AAbout the only thing that might work is to take ALL your food and put it in METAL containers with tight lids, stop feeding the birds and squirrels, wait 2 weeks, then plug up all the holes where they are coming in from outside. If they can’t get food at your house, they should go elsewhere.
Other than trapping them or having their natural predators keep the population controlled, they will be a problem. Karen Robbins
Nadine Gourkow (e-mail)
QI am interested in information on how to get my rats to stop chewing wires. Thank you.
AOne method that many use is to get plastic pipe and place your wiring into those. Some people have tried different sprays, pastes, etc. (i.e. Bitter Apple, Bitter Orange, etc.) made for pets to not chew on things, but have found they don’t really work. The best method is to not let your rats run loose on the floors unsupervised. Keeping them up on a bed, couch, dresser, etc., is best. Many have found that even when they protect the wiring, the rats will turn their attention to the baseboards, carpet, walls, furniture, etc. With the plastic pipe, the House Rabbit Society people have found it to be the best solution for rabbits as they like to chew too. Flexible metal conduit works but is more expensive than plastic.
My name is Devon Kendra Johnson and I am in the seventh grade at Tuckagoe Middle School in Richmond, Virginia. I am involved in Virginia Junior Academy of Science and I am doing an experiment on mice involving two food groups. They are: Group one—fruit, vegetables, and nuts. Group two—commercial mouse food “Kaytee.”
QWhat is the daily food requirement for mice?

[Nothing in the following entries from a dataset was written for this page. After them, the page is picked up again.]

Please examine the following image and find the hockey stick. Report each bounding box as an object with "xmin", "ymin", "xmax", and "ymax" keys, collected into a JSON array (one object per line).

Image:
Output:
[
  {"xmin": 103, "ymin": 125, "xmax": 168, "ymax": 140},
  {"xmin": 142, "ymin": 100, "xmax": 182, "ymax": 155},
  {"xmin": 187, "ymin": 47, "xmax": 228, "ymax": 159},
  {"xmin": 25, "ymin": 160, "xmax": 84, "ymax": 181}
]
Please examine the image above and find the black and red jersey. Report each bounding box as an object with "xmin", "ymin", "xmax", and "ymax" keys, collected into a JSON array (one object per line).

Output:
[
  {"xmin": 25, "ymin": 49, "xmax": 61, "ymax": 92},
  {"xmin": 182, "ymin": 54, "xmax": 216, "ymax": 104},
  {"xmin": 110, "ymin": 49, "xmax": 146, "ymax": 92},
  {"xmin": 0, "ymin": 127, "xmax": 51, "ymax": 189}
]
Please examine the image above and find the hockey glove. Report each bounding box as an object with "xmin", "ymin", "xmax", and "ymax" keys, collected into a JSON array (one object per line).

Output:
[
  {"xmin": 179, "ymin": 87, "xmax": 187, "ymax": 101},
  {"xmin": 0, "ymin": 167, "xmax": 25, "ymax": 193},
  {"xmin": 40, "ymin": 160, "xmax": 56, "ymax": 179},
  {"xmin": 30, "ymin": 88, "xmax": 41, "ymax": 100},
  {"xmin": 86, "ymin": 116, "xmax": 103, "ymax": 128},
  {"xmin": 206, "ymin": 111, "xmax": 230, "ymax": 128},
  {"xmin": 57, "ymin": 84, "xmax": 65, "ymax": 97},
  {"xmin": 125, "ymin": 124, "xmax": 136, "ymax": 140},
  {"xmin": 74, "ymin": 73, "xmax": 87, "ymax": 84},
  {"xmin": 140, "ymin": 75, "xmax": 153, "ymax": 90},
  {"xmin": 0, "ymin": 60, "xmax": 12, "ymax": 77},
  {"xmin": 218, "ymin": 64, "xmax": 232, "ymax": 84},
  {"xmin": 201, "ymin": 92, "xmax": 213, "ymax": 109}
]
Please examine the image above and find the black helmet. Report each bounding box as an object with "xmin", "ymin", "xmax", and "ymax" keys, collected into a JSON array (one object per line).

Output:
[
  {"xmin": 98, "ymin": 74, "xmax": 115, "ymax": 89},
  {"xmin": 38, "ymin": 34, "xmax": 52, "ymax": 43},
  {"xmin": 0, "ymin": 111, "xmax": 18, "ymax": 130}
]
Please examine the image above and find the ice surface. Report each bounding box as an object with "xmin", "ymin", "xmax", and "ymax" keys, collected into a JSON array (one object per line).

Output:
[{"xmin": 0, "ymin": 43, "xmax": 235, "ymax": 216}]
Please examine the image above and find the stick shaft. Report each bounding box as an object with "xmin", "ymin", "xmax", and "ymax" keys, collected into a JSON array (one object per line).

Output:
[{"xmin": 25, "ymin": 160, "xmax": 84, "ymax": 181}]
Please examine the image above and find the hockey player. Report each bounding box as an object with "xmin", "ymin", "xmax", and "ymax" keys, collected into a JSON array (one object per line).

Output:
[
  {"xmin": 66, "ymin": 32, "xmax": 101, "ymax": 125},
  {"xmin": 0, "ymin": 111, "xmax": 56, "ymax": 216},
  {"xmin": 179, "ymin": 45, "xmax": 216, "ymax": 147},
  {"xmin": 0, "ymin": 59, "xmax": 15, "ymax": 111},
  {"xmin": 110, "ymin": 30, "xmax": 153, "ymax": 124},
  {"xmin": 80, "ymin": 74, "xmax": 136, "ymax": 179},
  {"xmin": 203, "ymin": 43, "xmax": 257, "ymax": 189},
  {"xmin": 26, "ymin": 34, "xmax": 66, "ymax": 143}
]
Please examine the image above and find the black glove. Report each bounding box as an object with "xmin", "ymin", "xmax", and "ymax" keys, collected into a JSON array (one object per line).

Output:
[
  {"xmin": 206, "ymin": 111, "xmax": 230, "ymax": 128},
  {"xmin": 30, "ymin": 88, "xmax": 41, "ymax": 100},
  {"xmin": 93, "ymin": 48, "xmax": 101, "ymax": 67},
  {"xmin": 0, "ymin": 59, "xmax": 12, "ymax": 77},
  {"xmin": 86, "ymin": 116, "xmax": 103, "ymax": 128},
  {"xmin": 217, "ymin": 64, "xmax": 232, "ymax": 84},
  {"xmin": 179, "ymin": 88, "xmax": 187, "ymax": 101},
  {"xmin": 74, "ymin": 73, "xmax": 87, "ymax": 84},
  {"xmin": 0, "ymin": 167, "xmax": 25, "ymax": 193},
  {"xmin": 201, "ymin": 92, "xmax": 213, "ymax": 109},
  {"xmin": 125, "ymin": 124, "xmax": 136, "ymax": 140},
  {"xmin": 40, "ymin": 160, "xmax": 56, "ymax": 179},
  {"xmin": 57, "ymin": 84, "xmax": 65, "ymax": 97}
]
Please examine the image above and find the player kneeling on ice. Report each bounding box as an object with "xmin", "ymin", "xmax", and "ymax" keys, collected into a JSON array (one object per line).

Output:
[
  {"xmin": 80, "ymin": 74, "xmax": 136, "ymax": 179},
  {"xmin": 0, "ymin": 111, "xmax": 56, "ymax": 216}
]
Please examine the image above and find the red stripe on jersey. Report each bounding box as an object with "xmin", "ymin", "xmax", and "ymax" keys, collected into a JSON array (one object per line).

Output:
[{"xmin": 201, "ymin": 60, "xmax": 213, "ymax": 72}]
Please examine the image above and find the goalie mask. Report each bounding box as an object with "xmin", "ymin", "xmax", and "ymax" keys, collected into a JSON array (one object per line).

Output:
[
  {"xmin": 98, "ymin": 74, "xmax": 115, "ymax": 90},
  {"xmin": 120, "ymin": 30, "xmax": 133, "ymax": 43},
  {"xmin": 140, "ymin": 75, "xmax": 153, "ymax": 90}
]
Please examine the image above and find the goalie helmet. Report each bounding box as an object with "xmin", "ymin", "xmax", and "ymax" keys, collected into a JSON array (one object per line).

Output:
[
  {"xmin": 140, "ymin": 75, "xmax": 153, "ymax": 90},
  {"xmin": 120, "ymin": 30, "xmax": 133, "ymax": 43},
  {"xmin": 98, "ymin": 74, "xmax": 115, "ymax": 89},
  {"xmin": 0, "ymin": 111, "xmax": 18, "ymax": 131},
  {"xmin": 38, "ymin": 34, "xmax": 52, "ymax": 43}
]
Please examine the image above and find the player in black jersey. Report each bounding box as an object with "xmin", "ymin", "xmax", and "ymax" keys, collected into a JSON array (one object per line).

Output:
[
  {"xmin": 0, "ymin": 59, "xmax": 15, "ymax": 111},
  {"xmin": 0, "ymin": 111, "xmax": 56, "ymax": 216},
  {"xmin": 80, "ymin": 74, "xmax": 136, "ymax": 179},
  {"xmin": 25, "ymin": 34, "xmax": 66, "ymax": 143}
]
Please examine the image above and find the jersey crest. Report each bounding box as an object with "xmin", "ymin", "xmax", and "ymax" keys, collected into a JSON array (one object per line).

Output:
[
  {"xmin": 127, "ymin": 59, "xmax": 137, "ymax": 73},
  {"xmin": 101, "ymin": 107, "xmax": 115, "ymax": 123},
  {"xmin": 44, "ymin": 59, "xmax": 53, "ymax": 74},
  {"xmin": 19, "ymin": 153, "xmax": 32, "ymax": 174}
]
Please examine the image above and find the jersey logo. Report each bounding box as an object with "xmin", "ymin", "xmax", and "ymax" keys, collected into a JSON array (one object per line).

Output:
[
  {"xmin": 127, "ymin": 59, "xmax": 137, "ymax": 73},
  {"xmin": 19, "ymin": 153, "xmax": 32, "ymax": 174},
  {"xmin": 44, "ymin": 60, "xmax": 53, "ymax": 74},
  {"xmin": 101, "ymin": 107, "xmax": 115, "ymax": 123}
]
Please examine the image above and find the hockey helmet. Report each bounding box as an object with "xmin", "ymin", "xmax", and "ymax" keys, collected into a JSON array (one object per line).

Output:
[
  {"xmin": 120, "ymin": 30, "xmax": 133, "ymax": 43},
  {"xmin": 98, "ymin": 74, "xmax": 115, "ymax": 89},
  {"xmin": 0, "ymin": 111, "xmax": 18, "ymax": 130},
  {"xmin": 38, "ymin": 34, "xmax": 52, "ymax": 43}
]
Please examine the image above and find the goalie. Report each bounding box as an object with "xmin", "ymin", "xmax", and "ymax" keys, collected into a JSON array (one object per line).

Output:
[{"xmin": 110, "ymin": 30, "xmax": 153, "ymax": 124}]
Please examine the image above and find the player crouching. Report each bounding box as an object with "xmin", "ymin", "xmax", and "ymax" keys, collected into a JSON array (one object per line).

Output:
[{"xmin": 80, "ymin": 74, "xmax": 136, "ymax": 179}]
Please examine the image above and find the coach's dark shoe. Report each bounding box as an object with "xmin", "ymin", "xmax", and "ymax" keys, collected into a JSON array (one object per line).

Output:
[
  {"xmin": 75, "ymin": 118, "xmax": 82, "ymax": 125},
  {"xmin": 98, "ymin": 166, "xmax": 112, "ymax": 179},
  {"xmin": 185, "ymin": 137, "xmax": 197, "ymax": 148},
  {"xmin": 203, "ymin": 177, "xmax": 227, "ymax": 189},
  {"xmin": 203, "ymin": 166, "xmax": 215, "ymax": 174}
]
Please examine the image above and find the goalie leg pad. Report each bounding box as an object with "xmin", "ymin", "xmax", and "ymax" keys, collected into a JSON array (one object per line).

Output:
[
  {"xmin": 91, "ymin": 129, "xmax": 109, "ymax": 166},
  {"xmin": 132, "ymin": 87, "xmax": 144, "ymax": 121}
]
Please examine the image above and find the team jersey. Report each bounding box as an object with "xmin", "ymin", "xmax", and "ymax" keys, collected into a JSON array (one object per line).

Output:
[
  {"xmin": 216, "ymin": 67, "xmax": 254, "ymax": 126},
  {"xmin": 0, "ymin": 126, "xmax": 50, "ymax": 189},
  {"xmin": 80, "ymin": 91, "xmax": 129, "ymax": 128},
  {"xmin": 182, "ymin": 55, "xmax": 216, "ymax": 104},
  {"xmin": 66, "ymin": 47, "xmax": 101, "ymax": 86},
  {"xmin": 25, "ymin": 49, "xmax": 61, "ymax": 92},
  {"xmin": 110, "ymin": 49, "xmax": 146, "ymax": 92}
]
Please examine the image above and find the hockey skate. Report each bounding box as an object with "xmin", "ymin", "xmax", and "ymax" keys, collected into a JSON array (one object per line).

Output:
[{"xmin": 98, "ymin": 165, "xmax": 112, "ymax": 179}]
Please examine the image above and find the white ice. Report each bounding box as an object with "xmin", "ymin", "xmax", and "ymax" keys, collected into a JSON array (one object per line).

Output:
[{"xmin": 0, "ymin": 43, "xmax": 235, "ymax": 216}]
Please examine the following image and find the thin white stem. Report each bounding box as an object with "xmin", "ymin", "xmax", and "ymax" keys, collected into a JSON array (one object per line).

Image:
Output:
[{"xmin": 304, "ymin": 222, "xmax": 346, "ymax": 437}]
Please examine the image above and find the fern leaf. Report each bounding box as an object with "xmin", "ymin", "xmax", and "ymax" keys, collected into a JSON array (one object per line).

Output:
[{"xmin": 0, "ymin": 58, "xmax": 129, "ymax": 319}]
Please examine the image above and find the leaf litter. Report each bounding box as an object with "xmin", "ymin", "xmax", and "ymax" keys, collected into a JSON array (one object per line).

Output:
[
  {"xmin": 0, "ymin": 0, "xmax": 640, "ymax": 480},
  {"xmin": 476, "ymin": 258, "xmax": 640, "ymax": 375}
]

AIt is very difficult to specify what the daily food requirement is for mice. The ideal diet is a laboratory grade lab block designed specifically for rats and mice. The laboratories have gone to great lengths to insure that these diets are well balanced and supply all the vitamins/minerals/nutrients needed. That is not to say that you should never feed anything else. Your mice will enjoy the occasional treat of fresh fruit, vegetables, pasta, wheat bread, and other healthy snacks. These treats should make up less than 10% of your mouse’s diet.
QHow much should mice eat per day?
AIt would depend greatly on the type of food fed, and the size and genetic background of the mice. In Guinea Pigs and Other Laboratory Animals by Mosesson and Scher (pg. 31) it suggests that they need 4–6 grams of food per day. Most fanciers free-feed their mice (they have lab blocks available in feeders at all times), and the mice self regulate the amount they eat.
QWhat foods should mice never eat?
AYou should never give your mice potato chips, chocolate, sugary foods, salty foods, soda, fried food, or anything we would consider “junk food.” Also, high fat and high protein foods such as peanuts, sunflower seeds, and many other nuts are very unhealthy and can lead to obesity, tumors, and other health problems. These are the mouse version of junk food and should be fed sparingly or preferably not at all.